Upstart generates revenue through partner fees for utilizing its platform. The company also earns from borrower referral services offered to its lending partners. Furthermore, Upstart charges a servicing fee to the loan holder based on the outstanding principal over the loan’s lifespan and garners interest income from loans on its balance sheet.

Factors Favoring Upstart’s Positive Outlook 

The latest earnings report highlights Upstart’s Q2 fee revenues at $144 million, reflecting sequential improvement. Notably, loan transaction volume across its platform surged by 30% quarter-over-quarter. The contribution margin stood at 67%, marking a 20% year-over-year increase.
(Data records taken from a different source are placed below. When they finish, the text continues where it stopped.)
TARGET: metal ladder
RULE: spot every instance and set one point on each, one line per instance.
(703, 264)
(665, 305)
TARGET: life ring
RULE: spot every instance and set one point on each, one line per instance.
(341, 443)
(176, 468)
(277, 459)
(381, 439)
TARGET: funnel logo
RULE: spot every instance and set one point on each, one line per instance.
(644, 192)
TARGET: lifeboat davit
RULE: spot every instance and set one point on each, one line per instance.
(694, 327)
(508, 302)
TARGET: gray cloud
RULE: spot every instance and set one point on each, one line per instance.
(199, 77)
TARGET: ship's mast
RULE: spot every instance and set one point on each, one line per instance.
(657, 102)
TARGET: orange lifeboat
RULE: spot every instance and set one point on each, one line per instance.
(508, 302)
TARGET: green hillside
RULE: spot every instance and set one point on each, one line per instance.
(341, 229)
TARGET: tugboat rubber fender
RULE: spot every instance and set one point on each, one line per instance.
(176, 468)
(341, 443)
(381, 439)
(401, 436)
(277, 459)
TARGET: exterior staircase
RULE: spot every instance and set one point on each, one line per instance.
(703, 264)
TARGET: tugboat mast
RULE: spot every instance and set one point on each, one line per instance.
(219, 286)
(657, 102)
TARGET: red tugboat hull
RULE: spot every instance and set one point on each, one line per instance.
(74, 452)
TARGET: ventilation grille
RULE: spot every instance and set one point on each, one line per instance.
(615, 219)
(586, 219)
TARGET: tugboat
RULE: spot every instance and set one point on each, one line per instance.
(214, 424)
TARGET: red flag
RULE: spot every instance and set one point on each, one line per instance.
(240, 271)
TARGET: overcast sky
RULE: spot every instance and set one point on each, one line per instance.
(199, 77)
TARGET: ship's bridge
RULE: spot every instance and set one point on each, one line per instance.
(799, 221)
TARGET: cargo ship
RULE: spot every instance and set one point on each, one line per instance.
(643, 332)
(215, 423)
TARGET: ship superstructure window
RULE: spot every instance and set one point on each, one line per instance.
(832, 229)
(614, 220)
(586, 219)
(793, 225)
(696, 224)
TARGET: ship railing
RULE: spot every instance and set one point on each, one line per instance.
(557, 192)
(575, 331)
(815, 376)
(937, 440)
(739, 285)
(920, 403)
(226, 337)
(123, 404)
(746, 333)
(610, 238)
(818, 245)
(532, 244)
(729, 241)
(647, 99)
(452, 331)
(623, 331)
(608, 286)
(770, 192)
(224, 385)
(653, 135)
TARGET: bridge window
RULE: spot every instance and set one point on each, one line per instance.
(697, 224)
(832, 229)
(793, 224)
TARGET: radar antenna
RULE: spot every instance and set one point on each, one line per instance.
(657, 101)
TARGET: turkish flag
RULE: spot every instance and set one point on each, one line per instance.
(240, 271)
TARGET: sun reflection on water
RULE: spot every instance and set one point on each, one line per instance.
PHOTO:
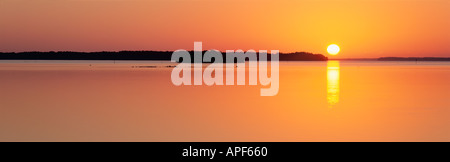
(332, 82)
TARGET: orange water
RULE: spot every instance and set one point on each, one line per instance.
(317, 101)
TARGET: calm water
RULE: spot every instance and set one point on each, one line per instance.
(317, 101)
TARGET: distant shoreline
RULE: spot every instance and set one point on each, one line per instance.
(166, 56)
(135, 55)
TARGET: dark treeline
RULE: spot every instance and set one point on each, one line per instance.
(134, 55)
(414, 59)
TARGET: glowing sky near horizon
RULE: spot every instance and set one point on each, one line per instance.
(362, 29)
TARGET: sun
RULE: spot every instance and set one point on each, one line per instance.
(333, 49)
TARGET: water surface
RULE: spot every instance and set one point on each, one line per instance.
(136, 101)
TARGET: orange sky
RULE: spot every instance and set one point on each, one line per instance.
(362, 28)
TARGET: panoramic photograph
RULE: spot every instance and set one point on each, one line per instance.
(224, 71)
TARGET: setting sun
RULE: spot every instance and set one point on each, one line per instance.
(333, 49)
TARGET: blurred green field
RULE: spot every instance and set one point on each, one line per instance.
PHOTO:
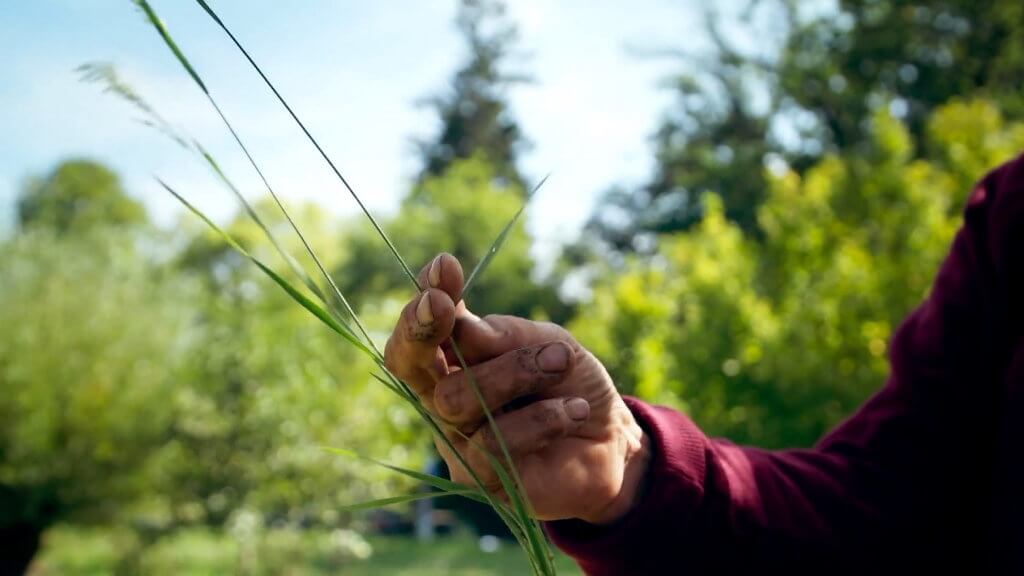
(200, 551)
The company’s investments in loan processing automation and fraud detection models resulted in cost savings during onboarding and enhanced marketing cost efficiency.
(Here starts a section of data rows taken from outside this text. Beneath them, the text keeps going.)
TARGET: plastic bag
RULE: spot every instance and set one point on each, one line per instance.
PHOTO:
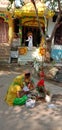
(20, 101)
(30, 103)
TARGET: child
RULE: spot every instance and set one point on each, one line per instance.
(41, 86)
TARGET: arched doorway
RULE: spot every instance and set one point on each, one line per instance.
(35, 32)
(58, 35)
(3, 31)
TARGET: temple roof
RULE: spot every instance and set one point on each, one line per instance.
(29, 10)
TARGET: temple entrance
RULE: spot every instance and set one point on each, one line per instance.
(35, 32)
(3, 31)
(58, 34)
(16, 27)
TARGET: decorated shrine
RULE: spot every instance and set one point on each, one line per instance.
(19, 21)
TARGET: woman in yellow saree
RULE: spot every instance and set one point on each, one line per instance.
(16, 88)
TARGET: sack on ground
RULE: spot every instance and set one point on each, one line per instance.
(20, 101)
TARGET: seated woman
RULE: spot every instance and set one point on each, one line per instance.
(16, 88)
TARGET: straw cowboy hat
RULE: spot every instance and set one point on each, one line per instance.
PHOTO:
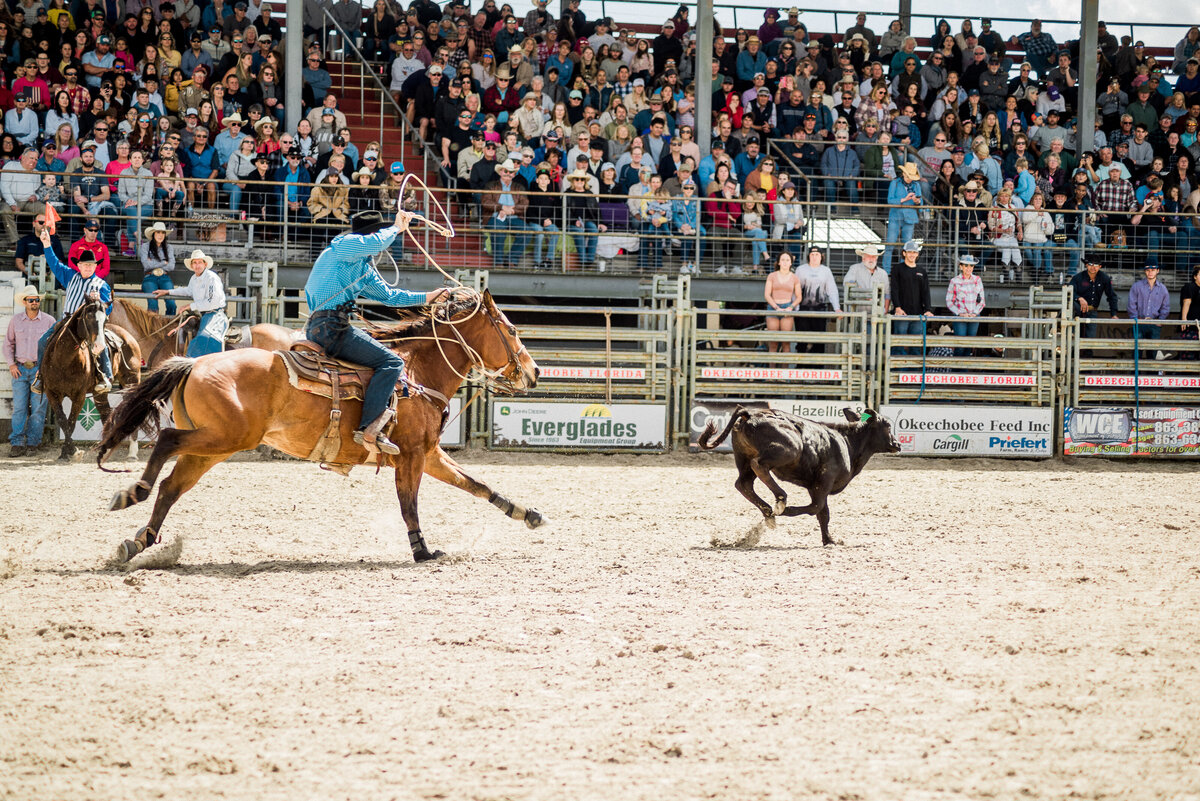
(154, 229)
(199, 254)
Impressively, Upstart inked multiple long-term funding agreements worth approximately $2 billion, bolstering its business’s resilience and predictability in the coming months. The company’s initiatives to optimize fixed costs, expand its reach, and introduce new products contribute positively to its growth prospects.

Points of Caution 

Despite potential improvements in Upstart’s top-line revenue and contribution margin, the lending market confronts challenges as financial institutions prioritize deposits and internal liquidity. While capital markets are gradually stabilizing, funding constraints persist, affecting originations, transaction volumes, and overall growth.

In the upcoming quarter, Upstart’s net interest income might decline due to higher discount rates and increased charge-offs.

Conclusion: Upstart Stock- Buy, Hold, or Sell?

Considering the hurdles facing UPST, a majority of analysts covering the stock maintain a bearish stance. Among the 13 analysts, seven recommend a “Strong Sell,” one advises a “Moderate Sell,” four suggest a “Hold,” and one offers a “Strong Buy” rating.

Furthermore, the average price target for UPST stands at $23.43, indicating an expected downside of approximately 28% from its present levels.

While Upstart is poised for improvement in key metrics due to an improved operational environment and cost-cutting measures, caution is warranted. The commitment from long-term capital agreements is encouraging. However, given UPST’s rebound in 2023, positive aspects seem to be already factored into the stock’s value. The uncertain macroeconomic landscape and tight funding market could exert pressure on Upstart, limiting its upside potential, and making it a stock to avoid at this juncture.